Internationale rechtsverhouding en overeenkomst van opdracht in civiele zaak

In deze tussenuitspraak van het Gerechtshof Arnhem-Leeuwarden, gedateerd 6 november 2018, wordt een civiele zaak behandeld die voortvloeit uit een geschil over een overeenkomst van opdracht. De appellante, die een afslanksalon en schoonheidssalon exploiteerde, heeft een geschil met de geïntimeerde, een bedrijf dat zich richt op zakelijke dienstverlening en boekingswerkzaamheden voor artiesten. De geïntimeerde heeft facturen gestuurd voor onbetaalde werkzaamheden die zij voor de appellante heeft verricht, maar de appellante betwist het bestaan van een overeenkomst en de verrichte werkzaamheden. Het hof stelt vast dat de rechtbank in eerste aanleg geen overweging heeft gewijd aan haar bevoegdheid en het toepasselijk recht, maar dat de vordering onder de EEX-verordening valt. Het hof overweegt dat de appellante woonachtig was in Spanje, waardoor de Nederlandse rechter rechtsmacht kan ontlenen aan artikel 5 punt 1 van de verordening. De appellante heeft grieven aangevoerd tegen het vonnis van de rechtbank, waarin zij werd veroordeeld tot betaling van een bedrag aan de geïntimeerde. Het hof oordeelt dat de geïntimeerde de plicht heeft om voldoende feiten te stellen die het bestaan van de overeenkomst van opdracht onderbouwen. De e-mailcorrespondentie tussen partijen wordt besproken, waarbij het hof concludeert dat er geen definitieve overeenkomst tot stand is gekomen. De zaak wordt aangehouden voor aktewisseling, waarbij de appellante in de gelegenheid wordt gesteld om te reageren op de stellingen van de geïntimeerde.

Uitspraak

GERECHTSHOF ARNHEM-LEEUWARDEN

locatie Leeuwarden
afdeling civiel recht,
zaaknummer gerechtshof 200.156.223/01
(zaaknummer rechtbank Noord-Nederland C/17/129009/ HA ZA 13-240)
arrest van 6 november 2018
in de zaak van
[appellante],
wonende op een geheim adres,
appellante,
in eerste aanleg: gedaagde,
hierna:
[appellante],
advocaat: mr. S.O. Roosjen, kantoorhoudend te Drachten,
tegen:
[geïntimeerde] h.o.d.n. Showbizz Agency,
wonende te [A] , Oostenrijk,
geïntimeerde,
in eerste aanleg: eiseres,
hierna:
[geïntimeerde],
advocaat voorheen: mr. Y. Baake, thans mr. B.R. Buul kantoorhoudend te Boxmeer.
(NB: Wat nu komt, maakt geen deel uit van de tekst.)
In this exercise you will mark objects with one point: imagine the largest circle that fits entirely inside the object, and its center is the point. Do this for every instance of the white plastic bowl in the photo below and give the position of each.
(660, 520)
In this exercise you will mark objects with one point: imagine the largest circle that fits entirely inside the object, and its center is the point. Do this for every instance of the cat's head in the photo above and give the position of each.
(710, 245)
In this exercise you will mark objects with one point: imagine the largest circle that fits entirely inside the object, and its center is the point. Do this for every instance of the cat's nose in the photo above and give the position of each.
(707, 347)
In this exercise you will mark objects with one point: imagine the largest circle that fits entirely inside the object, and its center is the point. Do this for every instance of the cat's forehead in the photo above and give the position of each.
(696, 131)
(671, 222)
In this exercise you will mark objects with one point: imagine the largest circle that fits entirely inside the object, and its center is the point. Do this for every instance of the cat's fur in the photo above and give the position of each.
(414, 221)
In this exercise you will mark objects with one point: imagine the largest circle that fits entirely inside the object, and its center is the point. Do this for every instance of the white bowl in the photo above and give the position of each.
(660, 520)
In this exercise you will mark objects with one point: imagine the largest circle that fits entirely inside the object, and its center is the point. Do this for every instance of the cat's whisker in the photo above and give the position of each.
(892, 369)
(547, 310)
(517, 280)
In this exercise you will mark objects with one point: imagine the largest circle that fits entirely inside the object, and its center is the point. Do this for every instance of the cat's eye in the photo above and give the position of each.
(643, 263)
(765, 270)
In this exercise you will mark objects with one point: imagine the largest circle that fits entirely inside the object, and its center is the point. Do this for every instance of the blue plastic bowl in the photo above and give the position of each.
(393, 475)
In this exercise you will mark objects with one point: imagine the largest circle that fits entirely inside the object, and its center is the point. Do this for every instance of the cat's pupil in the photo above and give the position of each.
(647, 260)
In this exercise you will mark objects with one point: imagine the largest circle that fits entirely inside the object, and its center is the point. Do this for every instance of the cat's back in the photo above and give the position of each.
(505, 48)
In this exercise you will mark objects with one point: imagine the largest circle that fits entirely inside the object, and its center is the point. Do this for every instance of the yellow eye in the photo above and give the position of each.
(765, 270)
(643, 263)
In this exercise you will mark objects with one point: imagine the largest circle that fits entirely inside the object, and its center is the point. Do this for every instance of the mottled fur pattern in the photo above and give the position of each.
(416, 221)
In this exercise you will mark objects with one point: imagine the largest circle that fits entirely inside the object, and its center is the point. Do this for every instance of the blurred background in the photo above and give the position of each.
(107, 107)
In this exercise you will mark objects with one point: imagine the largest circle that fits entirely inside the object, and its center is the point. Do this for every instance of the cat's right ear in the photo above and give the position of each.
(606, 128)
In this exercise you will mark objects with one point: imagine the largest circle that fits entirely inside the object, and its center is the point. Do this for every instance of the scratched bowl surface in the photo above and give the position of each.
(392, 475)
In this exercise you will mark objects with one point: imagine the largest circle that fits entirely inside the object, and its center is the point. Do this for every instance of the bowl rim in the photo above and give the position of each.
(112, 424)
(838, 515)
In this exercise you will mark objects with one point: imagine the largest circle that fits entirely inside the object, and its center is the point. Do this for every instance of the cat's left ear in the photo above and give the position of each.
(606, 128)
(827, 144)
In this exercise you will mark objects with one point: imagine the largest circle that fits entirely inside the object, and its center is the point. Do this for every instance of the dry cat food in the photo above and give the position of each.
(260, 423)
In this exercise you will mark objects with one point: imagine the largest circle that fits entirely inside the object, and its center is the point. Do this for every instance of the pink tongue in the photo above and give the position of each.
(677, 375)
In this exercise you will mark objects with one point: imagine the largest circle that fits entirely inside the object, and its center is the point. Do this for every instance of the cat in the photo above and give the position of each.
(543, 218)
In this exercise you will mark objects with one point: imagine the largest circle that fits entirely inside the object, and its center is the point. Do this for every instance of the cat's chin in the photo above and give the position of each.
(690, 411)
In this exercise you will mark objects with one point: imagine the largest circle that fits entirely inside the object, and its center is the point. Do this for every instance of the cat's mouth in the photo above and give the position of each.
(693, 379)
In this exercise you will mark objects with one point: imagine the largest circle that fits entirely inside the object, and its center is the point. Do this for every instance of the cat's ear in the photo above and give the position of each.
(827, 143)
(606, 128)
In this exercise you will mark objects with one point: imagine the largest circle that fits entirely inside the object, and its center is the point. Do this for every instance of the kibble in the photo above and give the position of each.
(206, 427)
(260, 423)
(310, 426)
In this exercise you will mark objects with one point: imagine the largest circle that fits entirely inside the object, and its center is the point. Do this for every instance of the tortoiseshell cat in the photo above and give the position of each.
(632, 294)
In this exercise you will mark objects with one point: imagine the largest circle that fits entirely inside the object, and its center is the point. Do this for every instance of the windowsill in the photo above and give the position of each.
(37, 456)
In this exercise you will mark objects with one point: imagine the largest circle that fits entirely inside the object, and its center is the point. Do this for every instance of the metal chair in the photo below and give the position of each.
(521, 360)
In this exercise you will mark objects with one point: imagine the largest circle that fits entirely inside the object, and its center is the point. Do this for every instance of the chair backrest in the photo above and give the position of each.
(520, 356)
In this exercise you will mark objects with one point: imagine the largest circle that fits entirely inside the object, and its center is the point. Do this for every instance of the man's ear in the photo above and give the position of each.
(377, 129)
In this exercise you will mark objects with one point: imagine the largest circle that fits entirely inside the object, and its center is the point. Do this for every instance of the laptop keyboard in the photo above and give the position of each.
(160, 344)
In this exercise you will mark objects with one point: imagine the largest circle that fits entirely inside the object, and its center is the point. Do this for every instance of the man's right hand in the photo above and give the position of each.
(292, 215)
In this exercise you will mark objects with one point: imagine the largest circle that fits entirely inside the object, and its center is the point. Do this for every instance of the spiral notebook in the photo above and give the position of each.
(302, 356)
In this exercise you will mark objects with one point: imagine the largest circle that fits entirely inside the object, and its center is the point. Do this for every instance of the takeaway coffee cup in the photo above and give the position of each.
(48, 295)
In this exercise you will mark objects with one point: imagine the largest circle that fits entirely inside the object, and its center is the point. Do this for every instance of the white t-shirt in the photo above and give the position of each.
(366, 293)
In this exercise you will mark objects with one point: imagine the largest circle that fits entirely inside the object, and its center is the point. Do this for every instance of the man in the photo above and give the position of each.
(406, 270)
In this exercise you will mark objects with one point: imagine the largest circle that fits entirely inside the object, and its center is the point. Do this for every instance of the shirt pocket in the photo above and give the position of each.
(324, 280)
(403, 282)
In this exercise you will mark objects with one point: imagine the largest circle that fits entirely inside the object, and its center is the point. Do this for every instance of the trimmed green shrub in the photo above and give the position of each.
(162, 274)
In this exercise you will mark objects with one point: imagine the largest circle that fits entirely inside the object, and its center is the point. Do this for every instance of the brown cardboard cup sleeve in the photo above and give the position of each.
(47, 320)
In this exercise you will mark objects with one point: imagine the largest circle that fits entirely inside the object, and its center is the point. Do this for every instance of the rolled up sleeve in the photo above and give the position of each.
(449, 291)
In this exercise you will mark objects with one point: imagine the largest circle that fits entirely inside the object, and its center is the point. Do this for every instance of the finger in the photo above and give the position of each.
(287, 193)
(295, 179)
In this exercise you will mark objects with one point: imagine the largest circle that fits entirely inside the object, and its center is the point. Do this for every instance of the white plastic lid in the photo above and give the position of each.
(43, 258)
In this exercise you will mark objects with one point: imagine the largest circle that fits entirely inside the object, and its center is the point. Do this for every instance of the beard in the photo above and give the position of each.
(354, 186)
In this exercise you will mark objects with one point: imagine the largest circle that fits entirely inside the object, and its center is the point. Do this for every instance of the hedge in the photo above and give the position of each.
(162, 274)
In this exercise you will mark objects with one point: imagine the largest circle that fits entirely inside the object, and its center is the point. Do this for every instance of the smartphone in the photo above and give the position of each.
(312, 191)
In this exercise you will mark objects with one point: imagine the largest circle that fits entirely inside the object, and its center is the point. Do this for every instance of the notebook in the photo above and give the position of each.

1.Het verdere verloop van het geding in hoger beroep

1.1
Het hof neemt de inhoud van het tussenarrest van 18 november 2014 hier over.
1.2
Het verdere verloop blijkt uit:
- het proces-verbaal van comparitie van partijen van 15 december 2014;
- de memorie van grieven;
- de memorie van antwoord met productie.
1.3
Vervolgens hebben partijen de stukken voor het wijzen van arrest aan het hof overgelegd en heeft het hof arrest bepaald.

2.De vaststaande feiten

2.1
De door de rechtbank onder 2 (2.1 tot en met 2.4) van het (bestreden) vonnis van 16 juli 2014 weergegeven feiten staan op zichzelf niet ter discussie, zodat ook het hof daarvan zal uitgaan.
2.2
Kort weergegeven gaat het geschil om het volgende. [geïntimeerde] oefent onder de handelsnaam Showbizz Agency een bedrijf uit dat zich richt op het aanbieden van specialistische zakelijke dienstverlening en het verrichten van werkzaamheden als boekingskantoor voor artiesten en evenementen. [appellante] exploiteerde in [B] tot 23 februari 2012 in een eenmanszaak een afslanksalon en schoonheidssalon onder de naam [C] . [D] , de toenmalige echtgenoot van [appellante] , stond in het Handelsregister ingeschreven als gevolmachtigde van de onderneming met ingang van 1 maart 2011. [geïntimeerde] heeft in de periode van 17 november 2011 tot en met 1 maart 2012 de volgende facturen verstuurd naar [C] , gericht aan [D] :
Factuurdatum omschrijving bedrag incl btw
- 17 november 2011 “Verichte werkzaamheden [E] € 11.900,-
Opening RTL 4 Party
Sponsoring 12 maanden vanaf 01-11-2011 tot
01-11-2012”
- 23 november 2011 “Verichte werkzaamheden week 46 November € 892,50
Volgens afspraak”
- 5 december 2011 “Verichte werkzaamheden week 48 November € 892,50
Volgens afspraak”
- 16 december 2011 “Verichte werkzaamheden week 50 € 892,50
Volgens afspraak”
- 1 maart 2012 “Verichte werkzaamheden € 10.202,29
27-01-2012 tot 24-02-2012
Volgens afspraak 1000,00 per week
Vliegticket
Gebruik KPN Mobiel (…)
Huur Auto Auriga Crown
Notaris machtiging Altea
Notaris Duitsland
Benzine onkosten
Gestort Geld
Licht Water Partida La Olla Spanje”
De facturen van in totaal € 24.779,79 zijn onbetaald gebleven.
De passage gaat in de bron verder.